Updated

U.N. hopes for speedy action to install a broad-based government in Afghanistan are on hold because the victorious northern alliance doesn't appear to be in any hurry to share power.

In just over a week, alliance forces that controlled a tiny part of northern Afghanistan swept south as Taliban fighters fled to escape punishing U.S. airstrikes. Suddenly, two-thirds of Afghanistan is in alliance hands, including the capital, Kabul, and warlords from the various alliance factions are filling the power vacuum.

"It's all happened quicker than we thought," Britain's U.N. ambassador, Sir Jeremy Greenstock, told British Broadcasting Corp. radio Saturday. "We didn't realize the Taliban were such a house of cards."

Former president Burhanuddin Rabbani, whose faction dominates the alliance toppled by the Taliban in 1996, returned to Kabul on Saturday, appearing to further entrench the alliance's hold on the country.

This wasn't part of the U.S. or the U.N. game plan.

On Saturday, U.N. Secretary-General Kofi Annan strongly reiterated the need for a government that includes a wide range of Afghan parties.

"If they do not do that, and one group tries to control power and assert itself, it is going to be a problem down the line. And I would hope that Mr. Rabbani also is aware of this happening since he knows intimately the history of his own country," Annan said during a visit to Ottawa.

The United States had gotten a promise from the northern alliance not to take Kabul so the United Nations could quickly arrange a meeting of Afghanistan's disparate ethnic groups and put together a broad-based government to run the country.

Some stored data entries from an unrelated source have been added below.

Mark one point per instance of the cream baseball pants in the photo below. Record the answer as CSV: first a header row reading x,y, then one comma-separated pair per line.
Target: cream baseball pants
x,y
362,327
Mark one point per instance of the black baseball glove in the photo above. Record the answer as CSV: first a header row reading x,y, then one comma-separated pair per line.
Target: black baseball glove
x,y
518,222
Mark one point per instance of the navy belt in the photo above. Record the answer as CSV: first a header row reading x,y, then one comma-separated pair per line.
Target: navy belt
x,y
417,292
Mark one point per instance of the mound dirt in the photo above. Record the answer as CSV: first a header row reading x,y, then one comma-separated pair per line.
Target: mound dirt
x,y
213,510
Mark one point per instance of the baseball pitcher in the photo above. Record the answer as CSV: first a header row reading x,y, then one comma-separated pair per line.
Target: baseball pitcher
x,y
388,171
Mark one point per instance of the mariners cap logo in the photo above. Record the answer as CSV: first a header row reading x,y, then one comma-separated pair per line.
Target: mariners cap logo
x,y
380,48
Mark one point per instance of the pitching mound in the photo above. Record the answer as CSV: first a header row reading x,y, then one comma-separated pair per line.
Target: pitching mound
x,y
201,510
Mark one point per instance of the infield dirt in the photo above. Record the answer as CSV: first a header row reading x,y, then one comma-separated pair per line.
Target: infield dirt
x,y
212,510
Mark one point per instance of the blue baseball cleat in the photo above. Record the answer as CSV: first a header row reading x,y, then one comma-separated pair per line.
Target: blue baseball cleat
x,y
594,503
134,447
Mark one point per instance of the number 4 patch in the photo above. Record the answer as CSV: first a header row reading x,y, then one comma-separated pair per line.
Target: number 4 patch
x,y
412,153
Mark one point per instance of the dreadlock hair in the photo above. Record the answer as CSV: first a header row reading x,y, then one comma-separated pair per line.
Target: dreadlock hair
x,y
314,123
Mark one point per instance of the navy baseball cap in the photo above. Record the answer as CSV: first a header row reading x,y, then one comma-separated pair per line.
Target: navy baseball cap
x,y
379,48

But with the alliance savoring its newfound power, the prospect of a truly representative government has become more uncertain.

A White House official said Saturday that the United States has been pressuring the northern alliance — largely made up of ethnic minorities — to share power and to let the U.N. oversee assembly of the new government. Several U.S. officials are in the region and in direct contact with the northern alliance, including James Dobbins, the special envoy for Central Asia.

The official, speaking on condition he not be identified, reiterated that the administration does not want to force a government on Afghans. But the new government must represent the country's diverse ethnic and political factions, the official said.

The top U.N. envoy for Afghanistan, Lakhdar Brahimi, has outlined plans for a two-year transitional government backed by a multinational security force. He is trying to organize a meeting of Afghanistan's many ethnic and tribal groups to decide their own future — hopefully sometime next week.

The United Nations wants it held on "neutral" turf outside Afghanistan. But after the capture of Kabul, the alliance's foreign minister, Abdullah, invited all Afghan factions except the Taliban to come to the capital to debate the new government.

The United States is urging the alliance to commit to the meeting and to compromise on its demand that it be held in Kabul, a U.S. official said in Washington on condition of anonymity. Brahimi's deputy, Francesc Vendrell, arrived in Kabul on Saturday to try to persuade alliance officials.

"It's an extraordinarily difficult situation in which the U.S. and its allies are not in a position to exert control, or even significant influence, over their local allies on the ground whose military victory they smoothed the path for," said former Canadian ambassador David Malone, president of the International Peace Academy, a New York think tank.

Col. Bob Stewart, who was commander of the British U.N. forces in central Bosnia during the Balkans conflict, said the United Nations was moving too slowly.

"Fundamentally, the United Nations should have moved much faster and got people on the ground there," he told BBC.

Greenstock said he didn't think the criticism was fair.

"You can't just move in behind a load of warlords and start taking over a capital city belonging to another country," he said on the radio program. "It all has to be done with legitimacy, with the support of the Security Council, and these things take a few days to organize."

At a closed-door meeting Friday with the "Group of 21" countries that has been seeking peace in Afghanistan, diplomats quoted Brahimi as saying: "Don't tell me speed is of the essence. Tell the factions. And use your influence to get them to the meeting and back off from Kabul."

Ravan Farhadi, an envoy for Rabbani's government, which is still recognized by the United Nations, told the General Assembly the alliance had no intention of monopolizing power.

"All ethnic groups must be equally represented and given a voice," he said Wednesday.

But diplomats say Farhadi has little clout with alliance military forces. And if the northern alliance fails to keep its envoy's promise, it risks "losing the international recognition that the Rabbani government tenuously enjoys at the United Nations," Malone said.

No multinational force has been drawn up yet, but a host of countries have pledged troops. Along with U.S. forces already on the ground, the foreign troops could pressure the northern alliance forces to share power.

Brahimi said Friday that "we will go only as fast as the Afghans are willing to go." But, he said, "the more time is wasted, more problems may crop up and make progress that much more difficult."